Storme DeLarverie, a singer, cross-dresser and bouncer who may or may not have thrown the first punch at the 1969 uprising at the Stonewall Inn in Greenwich Village, but who was indisputably one of the first and most assertive members of the modern gay rights movement, died on Saturday in Brooklyn. She was 93.
Once you find out that she is part black as well as a lesbian, it's a foregone conclusion that DeLarverie could do no wrong in the Times' eyes.
Tall, androgynous and armed — she held a state gun permit — Ms. DeLarverie roamed lower Seventh and Eighth Avenues and points between into her 80s, patrolling the sidewalks and checking in at lesbian bars. She was on the lookout for what she called “ugliness”: any form of intolerance, bullying or abuse of her “baby girls.”
“She literally walked the streets of downtown Manhattan like a gay superhero,” Ms.
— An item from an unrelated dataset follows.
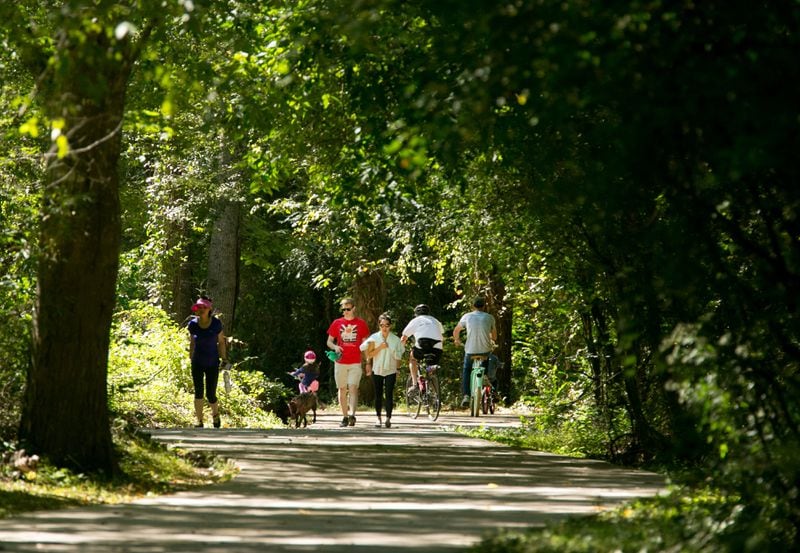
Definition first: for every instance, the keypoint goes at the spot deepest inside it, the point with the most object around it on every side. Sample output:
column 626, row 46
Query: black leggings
column 211, row 375
column 379, row 382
Cannistraci said. “She was not to be messed with by any stretch of the imagination.”
Does this mean that the NY Times -- which has taken a strictly anti-gun, anti-NRA stance as long as anyone can remember -- has changed its mind and now favors armed vigilante-ism?
Would they write as affectionate an obituary for, say, an armed white man who patrolled the Upper East Side protecting his neighbors against muggers?